I have just written some software in C++ that is NUMA aware and am running it on an ESX guest with Windows 10.
At the start I call GetNumaHighestNodeNumber(...) and receive a 1, indicating that there should be 2 nodes, 0 and 1.
Later on I try to start two new processes, using CreateProcess, and include a PROC_THREAD_ATTRIBUTE_PREFERRED_NODE attribute.
The first process is started on node 0 and this call succeeds.
The second process is started on node 1 and this call fails with the error code ERROR_INVALID_PARAMETER.
Is it possible that the call to GetNumaHighestNodeNumber(...) is returning the hosts capability, ignoring the fact that the guest VM is limited to using only Numa-node 0 ?
If you look at the remarks
The number of the highest node is not guaranteed to be the total number of nodes.
To retrieve a list of all processors in a node, use the GetNumaNodeProcessorMask function.

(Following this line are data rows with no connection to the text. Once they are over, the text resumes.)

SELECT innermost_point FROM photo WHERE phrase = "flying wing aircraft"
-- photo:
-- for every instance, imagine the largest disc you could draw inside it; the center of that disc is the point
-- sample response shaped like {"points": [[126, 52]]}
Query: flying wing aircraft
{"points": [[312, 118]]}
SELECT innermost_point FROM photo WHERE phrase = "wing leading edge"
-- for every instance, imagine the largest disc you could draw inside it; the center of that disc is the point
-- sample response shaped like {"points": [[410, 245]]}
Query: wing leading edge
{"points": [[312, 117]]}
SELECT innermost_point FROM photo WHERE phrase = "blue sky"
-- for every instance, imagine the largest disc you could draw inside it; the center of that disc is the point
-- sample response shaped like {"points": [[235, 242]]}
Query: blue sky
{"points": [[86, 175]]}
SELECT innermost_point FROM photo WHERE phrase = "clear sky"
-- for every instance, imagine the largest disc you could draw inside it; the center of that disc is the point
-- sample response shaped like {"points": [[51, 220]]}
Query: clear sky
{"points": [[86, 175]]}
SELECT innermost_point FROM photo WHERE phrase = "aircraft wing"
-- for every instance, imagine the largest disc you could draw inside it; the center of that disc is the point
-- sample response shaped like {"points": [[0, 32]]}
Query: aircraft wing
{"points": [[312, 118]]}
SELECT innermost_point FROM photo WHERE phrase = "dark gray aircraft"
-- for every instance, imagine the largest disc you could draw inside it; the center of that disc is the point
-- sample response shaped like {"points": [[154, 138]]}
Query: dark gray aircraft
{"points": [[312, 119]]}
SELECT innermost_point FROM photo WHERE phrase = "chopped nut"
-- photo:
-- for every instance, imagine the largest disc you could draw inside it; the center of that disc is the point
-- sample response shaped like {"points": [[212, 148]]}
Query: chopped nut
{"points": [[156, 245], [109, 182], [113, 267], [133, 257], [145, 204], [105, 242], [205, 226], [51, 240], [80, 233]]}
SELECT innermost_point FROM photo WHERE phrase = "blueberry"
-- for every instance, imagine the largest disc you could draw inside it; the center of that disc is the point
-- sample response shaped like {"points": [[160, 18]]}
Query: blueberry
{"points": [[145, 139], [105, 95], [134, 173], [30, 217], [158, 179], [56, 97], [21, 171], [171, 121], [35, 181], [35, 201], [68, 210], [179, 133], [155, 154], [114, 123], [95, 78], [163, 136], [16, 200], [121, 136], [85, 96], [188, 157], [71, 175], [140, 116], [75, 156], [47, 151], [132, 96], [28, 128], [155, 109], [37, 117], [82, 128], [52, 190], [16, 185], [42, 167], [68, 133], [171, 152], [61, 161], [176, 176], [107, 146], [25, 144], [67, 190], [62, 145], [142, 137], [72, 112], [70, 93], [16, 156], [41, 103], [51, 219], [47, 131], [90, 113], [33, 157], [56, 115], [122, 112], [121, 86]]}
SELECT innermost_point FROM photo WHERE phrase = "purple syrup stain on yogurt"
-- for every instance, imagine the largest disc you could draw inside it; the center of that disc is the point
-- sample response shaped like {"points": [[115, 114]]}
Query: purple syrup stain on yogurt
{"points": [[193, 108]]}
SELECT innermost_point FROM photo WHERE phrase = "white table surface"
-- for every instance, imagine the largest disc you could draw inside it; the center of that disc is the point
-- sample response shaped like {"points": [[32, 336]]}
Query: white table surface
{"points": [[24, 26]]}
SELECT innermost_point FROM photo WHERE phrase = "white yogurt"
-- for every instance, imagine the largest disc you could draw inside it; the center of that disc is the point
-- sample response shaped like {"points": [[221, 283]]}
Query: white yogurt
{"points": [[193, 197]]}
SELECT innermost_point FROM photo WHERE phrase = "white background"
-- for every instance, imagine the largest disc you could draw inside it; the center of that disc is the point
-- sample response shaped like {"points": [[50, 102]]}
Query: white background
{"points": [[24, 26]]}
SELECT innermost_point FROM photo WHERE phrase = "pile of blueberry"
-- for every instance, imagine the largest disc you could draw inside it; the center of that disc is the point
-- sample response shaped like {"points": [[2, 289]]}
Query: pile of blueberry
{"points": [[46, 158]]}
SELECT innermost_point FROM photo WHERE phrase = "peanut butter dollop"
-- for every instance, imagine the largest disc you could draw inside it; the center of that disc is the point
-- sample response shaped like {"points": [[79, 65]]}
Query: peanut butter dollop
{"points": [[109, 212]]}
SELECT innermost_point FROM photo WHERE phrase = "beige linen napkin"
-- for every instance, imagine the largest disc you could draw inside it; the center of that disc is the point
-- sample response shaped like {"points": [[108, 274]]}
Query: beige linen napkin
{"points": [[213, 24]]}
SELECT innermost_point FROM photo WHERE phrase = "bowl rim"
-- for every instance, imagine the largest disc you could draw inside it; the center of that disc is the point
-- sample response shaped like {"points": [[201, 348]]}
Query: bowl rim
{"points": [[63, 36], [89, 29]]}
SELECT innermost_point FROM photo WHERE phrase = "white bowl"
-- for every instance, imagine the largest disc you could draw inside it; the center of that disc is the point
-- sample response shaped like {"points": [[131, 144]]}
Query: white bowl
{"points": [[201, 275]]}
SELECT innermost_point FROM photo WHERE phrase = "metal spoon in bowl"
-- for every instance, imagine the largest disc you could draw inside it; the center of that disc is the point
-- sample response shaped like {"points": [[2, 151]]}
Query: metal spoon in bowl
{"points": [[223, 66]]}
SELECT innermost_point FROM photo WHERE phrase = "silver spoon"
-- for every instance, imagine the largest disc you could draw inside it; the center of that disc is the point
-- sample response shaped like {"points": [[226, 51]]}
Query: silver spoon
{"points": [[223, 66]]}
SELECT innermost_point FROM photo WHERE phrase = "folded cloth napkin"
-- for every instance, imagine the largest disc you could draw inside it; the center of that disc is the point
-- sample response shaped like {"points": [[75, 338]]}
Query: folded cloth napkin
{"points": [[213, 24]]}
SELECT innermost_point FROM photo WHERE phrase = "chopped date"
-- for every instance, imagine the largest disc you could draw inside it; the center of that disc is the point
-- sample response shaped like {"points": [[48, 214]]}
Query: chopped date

I can't find an API that lets you know directly if there are NUMA nodes or not. I think you should try GetNumaNodeProcessorMask and check if the return value of ProcessorMask is nonzero or not. If the mask is zero that node has no processors; which roughly means that is an existent node. From there maybe count how many nodes returned a non-zero ProcessorMask.
https://docs.microsoft.com/en-us/windows/win32/api/winbase/nf-winbase-getnumanodeprocessormask
I suspect the Windows 10 guest does not see the NUMA architecture but just sees the two virtual sockets.
What does the Task Manager - set affinity show in the Windows 10 guest show?
On a dual socket CPU physical machine, Windows 10 Pro the set affinity from Task Manager shows this picture
A Windows 10 Pro VM running inside VMware Workstation 16 beta on the same physical machine as above, configured with 2 virtual sockets with 4 cores each, the set affinity shows this picture
The physical Windows 10 Pro shows the node 0 and node 1 while the Windows 10 Pro VM does not, although the Windows 10 Pro VM sees 2 sockets.
The Task Manager on my VM shows the same list as the one you have posted for your VM.
Nevertheless the GetNumaHighestNodeNumber returns a 1, which causes my program logic to start the processes it starts on node 0 and node 1.
Which API call should I be using to determine that there are no NUMA nodes on the VM?
If you look at the remarks
The number of the highest node is not guaranteed to be the total number of nodes.
To retrieve a list of all processors in a node, use the GetNumaNodeProcessorMask function.
I can't find an API that lets you know directly if there are NUMA nodes or not. I think you should try GetNumaNodeProcessorMask and check if the return value of ProcessorMask is nonzero or not. If the mask is zero that node has no processors; which roughly means that is an existent node. From there maybe count how many nodes returned a non-zero ProcessorMask.
https://docs.microsoft.com/en-us/windows/win32/api/winbase/nf-winbase-getnumanodeprocessormask
Use the GetLogicaProcessorInformation call to get the number of NUMA nodes
I prefer the solution that uses GetNumaHighestNodeNumber and then loops over the nodes to see where the affinity.mask is non-zero.
However you must use GetNumaNodeProcessorMaskEx and not GetNumaNodeProcessorMask as the latter only gives you information about the nodes in the same group as the calling thread.
The solution using GetLogicalProcessorInformation doesn't appear to work quite as I expected, depending on the hardware configuration. And looping through the nodes does actually give you a list of available nodes and not just the count, so this is a bonus.
You should still use the helper function CountSetBits in the GetLogicalProcessorInformation sample code as the bits in the mask returned from GetNumaNodeProcessorMaskEx are not necessarily the same for the nodes.
On my physical machine with NUMA and hyperthread enabled, the GROUP_AFFINITY.Mask value returned from GetNumaNodeProcessorMaskEx
node 0, 0x000000ff
node 1, 0x0000ff00
So each nonzero bit has to be counted to represent the logical processors in the node (this includes the hyperthread); in this case 8 logical CPU in each node.
If hyperthread is disabled, the mask values are
node 0, 0x0000000f
node 1, 0x000000f0
so 4 logical CPUs in each node